The cyber data conundrum part 1: cyber risk data in insurance

In today’s highly interconnected world, every enterprise has cyber risk. As technologies evolve, this risk becomes more multi-dimensional, and inevitably leads to rising levels of cyber risk data. Leveraging this data, enterprises, their IT teams, and the third-party security providers work tirelessly to manage and mitigate that cyber risk.

However, no amount of cyber risk mitigation or management can completely eliminate cyber risk. This is where enterprises must look to transfer their risk. Enter cyber insurance.

The challenge cyber insurers then face is to identify which enterprises or accounts are “bad” risks that the insurer would like to avoid, which are “good” risks that they’d like to add to their portfolios, what types of coverage the insurer is willing to offer the enterprise/insured/policyholder, and how much premium they need to charge that is commensurate with the enterprise’s level of risk.

In order to differentiate between these risks, having access to data and analytics is key. Insurers need to be able to make informed risk decisions using the appropriate information.

In this blog series all about The Cyber Data Conundrum, I’ll be discussing how insurers should manage the collation, analysis and curation of cybersecurity data, as well as how CyberCube’s unique approach meets the needs of the cyber insurance industry. In the first part of the series, I’ll highlight some of the challenges that insurers face when using cybersecurity data for cyber insurance.

How can you get the signals you need?

Essentially, signals are built by processing raw data. Raw data is unstructured, unassociated data gathered through a variety of means including port scanning, dns sinkholes, dark web intelligence, among others. It may have one or more identifiers, like an IP range or address, domain, or email address, etc. but observations remain rough and in petabytes of unmatched, unmapped, fragmented, duplicated and noisy disaggregated storage.

The process of collecting data is also critical. The complexity of the data collection activity by itself requires enormous effort and attention to detail. For the sake of scalability, many large-scale data collection efforts rely on simplified steps of the communication processes to establish the presence of servers or services. If improperly executed, this could lead to spurious observations that may not truly be indicative of a company’s risk posture.

Once properly collected, the post-collection data engineering effort necessary to actually make this data usable for insurance begins. The data needs to be appropriately contextualized, which means processing, cleaning, deduplicating, associating and mapping to specific companies, before being correlated and mapped to specific companies, then further analyzed to develop the relevant signals that underwriters need to understand the risks they’re evaluating.

If you are an insurance carrier, an MGA, or any other type of underwriting shop, you have a few options when it comes to implementing cyber risk signals into your underwriting workflow:

1. Collect the raw data and build everything from scratch yourself
2. Contract with a third-party firm that collects, cleans, processes and maps the raw data on your behalf, and then build the signals yourself
3. Partner with a third-party firm that collects, cleans, processes, and maps the raw data, and then generates signals on your behalf. You can then apply those raw signals using your own understanding of cyber risk

Given the complexities, domain expertise, and in-house resources needed for options one and two, partnering with a signal and cyber data vendor to build signals on your behalf is becoming all the more common.

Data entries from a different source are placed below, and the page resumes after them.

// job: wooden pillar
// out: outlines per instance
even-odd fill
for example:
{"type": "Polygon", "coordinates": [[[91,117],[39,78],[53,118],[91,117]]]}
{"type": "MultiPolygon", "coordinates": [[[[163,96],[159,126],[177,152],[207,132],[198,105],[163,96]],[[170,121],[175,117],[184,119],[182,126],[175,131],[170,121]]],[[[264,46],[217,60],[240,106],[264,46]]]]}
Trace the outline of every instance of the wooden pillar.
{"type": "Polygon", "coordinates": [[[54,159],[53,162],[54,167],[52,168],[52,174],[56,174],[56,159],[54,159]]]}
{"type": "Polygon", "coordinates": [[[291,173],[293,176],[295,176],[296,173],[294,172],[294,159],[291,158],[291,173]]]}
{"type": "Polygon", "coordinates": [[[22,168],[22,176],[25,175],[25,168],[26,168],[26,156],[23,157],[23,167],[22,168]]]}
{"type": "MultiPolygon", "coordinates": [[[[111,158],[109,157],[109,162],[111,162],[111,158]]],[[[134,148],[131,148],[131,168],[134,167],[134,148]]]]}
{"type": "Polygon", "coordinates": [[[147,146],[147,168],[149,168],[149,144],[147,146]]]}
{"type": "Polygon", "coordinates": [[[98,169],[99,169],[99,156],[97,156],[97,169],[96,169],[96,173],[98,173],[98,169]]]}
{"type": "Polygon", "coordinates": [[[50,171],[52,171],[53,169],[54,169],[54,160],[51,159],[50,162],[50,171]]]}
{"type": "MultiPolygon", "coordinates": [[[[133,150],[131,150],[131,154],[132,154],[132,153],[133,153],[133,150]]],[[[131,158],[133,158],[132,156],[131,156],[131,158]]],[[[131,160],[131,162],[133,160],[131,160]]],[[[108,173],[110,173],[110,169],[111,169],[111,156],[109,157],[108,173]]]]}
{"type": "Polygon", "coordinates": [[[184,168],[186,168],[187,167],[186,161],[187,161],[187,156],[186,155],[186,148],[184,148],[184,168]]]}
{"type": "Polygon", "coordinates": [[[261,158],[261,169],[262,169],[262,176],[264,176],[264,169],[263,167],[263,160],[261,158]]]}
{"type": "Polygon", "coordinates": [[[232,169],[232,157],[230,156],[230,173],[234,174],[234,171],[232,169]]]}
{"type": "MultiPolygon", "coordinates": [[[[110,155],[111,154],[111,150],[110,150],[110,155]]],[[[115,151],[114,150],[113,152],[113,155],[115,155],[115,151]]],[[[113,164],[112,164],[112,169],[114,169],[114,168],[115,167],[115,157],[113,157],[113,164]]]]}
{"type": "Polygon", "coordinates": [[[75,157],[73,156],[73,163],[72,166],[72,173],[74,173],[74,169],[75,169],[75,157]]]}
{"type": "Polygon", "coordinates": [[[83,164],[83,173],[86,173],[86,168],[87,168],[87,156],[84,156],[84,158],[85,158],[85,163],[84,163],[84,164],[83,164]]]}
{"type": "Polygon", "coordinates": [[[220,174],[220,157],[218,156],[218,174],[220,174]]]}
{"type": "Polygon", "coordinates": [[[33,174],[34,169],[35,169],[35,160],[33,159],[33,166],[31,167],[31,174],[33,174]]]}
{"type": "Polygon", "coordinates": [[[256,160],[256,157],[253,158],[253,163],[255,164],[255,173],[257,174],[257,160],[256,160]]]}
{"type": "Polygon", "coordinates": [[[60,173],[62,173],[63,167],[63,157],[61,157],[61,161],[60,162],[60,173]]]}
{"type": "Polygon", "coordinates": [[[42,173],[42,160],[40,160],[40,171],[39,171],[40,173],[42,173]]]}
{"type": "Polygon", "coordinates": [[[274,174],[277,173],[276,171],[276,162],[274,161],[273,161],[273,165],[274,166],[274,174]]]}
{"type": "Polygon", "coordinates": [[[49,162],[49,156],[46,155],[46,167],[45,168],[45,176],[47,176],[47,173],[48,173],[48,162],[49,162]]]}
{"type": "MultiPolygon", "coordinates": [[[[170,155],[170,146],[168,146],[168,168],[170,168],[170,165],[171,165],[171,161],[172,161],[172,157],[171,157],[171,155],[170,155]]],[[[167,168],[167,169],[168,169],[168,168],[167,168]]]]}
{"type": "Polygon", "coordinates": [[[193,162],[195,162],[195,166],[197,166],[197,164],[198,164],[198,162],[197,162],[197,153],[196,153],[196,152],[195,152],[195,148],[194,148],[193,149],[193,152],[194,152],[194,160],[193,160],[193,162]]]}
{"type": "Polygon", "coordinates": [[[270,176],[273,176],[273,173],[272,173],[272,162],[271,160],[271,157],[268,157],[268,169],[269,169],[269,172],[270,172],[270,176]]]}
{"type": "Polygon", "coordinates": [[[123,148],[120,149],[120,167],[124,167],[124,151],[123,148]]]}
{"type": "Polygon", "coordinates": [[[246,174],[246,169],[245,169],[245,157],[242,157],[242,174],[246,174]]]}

What to consider with a data vendor

By using third-party cyber risk signals and scores, the underwriting process can be more efficient, and underwriters can be better informed with a unique view of risk — especially if the time available to spend on an account is limited due to either the volume of submissions or the size and complexity of the submission. Signals and scores provide an additional method and lens for risk triage, vulnerability identification, data corroboration and overall cyber risk hygiene.

For those looking to partner, there are multiple aspects you should keep in mind when evaluating data and signals for your insurance underwriting, including, but not limited to:

- What is the signal and/or score measuring?
- How was the score/signal built?
- What is the resolution of the signal (and resolution of the underlying data)?
- What is the signal mapped and attributed to (domain, IP, company, etc.)?
- What is the relevance of this signal for Cyber Underwriting?
- What is the correlation of this signal to the frequency of an event?
- What is the correlation of this signal to the severity of an event?

It’s important to understand how the third-party data, signals, and scores truly suit your underwriting needs before choosing a partner you can trust. Answering these questions, and understanding not only how you will apply signals and scores to your underwriting process but also how much these signals will improve the outcomes of underwriting decisions, should guide your decision.

The misapplication of real-time data

An underwriter is trained and conditioned to swiftly sort through assessment questionnaires and policy language — and they value efficiency to make well-informed decisions of risk. Cyber risk modeling tools and cyber risk signals that cut through the noise are essential to achieving this.

However, underwriters are facing a Cyber Data Conundrum: the volume of data available makes it difficult to know which signals are important. Constant streams of high resolution data can become overwhelming, and ultimately, less is more. Effective underwriting comes down to having the right data.

There is a common sentiment in the cyber insurance underwriting market that underwriters need real-time signals and real-time cybersecurity data. The sentiment extends and suggests that for underwriters to have relevant data, it needs to be given with high fidelity, and needs to be the most recent snapshot. While there is some relevance of having the most recent daily or hourly view of a company’s performance in certain contexts, such as cyber monitoring and mitigation, that granularity of data is noisier and less relevant than you may think in insurance underwriting.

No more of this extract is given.